Providencial la canonización del Obispo salvadoreño, Monseñor Romero, y la de S.S Pablo VI, conocidos de muchos contemporáneos nuestros. Ha ocurrido en estos momentos en que, un día sí y otro también, la Prensa publica las cifras de sacerdotes abusadores. Nos indigna; pero no nos aturde. Nos duele; pero no mata nuestro amor a la Iglesia, amor de hijos: al verla sacudida, aún la amamos más.
Jamás se habla de tantísimos sacerdotes honorables – son la mayoría-, y no faltan sacerdotes y obispos santos. Sobresalen por su ejemplaridad. Son espejos de la santidad de la Iglesia por su identificación con el Evangelio. Están llenos de caridad y celo apostólico; viven, en sí, los problemas de los demás como si fueran suyos; verdaderos padres espirituales, cercanos y amigos de los que sufren enfermedades, injusticias o carencias materiales.
El hecho de que no sean noticia, no es porque se desconozca su vida y virtudes, que no están bajo tierra. Ahora vuelve la retahíla de los curas abusadores en Pensilvania, en EE UU. Me entero de que “se han investigado casos de varias décadas atrás, incluso de hace casi ochenta años -década de los 40”; de que “muchas de las víctimas han fallecido, así como los autores”.

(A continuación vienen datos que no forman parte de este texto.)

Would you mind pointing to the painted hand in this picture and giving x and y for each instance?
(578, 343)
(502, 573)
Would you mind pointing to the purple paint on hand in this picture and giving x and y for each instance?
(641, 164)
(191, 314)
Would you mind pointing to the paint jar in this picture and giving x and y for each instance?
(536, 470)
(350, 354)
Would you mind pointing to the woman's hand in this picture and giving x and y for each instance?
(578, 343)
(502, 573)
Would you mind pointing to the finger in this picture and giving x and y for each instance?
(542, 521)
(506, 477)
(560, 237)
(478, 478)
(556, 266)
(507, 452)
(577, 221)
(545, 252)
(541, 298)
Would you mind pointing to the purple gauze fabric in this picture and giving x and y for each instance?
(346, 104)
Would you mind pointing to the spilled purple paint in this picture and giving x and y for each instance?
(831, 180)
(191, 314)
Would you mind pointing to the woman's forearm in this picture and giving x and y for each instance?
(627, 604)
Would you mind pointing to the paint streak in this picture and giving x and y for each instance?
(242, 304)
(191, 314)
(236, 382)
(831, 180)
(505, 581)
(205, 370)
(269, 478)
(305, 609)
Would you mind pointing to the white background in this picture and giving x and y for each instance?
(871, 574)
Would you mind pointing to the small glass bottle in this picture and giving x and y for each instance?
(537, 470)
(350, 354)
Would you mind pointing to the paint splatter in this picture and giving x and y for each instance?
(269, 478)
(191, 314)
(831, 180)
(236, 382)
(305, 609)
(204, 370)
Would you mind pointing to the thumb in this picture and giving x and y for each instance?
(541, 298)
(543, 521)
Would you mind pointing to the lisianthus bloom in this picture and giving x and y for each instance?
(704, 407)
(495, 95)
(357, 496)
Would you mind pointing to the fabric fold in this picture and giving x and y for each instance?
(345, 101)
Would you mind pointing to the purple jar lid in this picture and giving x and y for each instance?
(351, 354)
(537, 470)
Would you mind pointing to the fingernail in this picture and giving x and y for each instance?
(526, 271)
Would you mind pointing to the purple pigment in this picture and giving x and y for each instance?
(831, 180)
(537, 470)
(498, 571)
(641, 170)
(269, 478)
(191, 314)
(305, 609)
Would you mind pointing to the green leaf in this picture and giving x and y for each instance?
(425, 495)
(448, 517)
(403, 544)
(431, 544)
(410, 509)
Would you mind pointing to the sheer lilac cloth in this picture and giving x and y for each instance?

Difundir noticias que vienen de terceras personas, no es camino seguro para conocer la verdad. Cuando se publican nombres de curas «verazmente acusados», no se puede estar seguros de que todos los casos sean ciertos. Sucedió hace unos años en Hispanoamérica: un exseminarista acusó al Obispo de haber abusado de él cuando era Director Espiritual del Seminario. La noticia apareció en grandes titulares de periódicos. Después, pidió perdón al Obispo. Motivo de la calumnia: contrajo el Sida y necesitaba dinero. La corrección no se resaltó en la Prensa.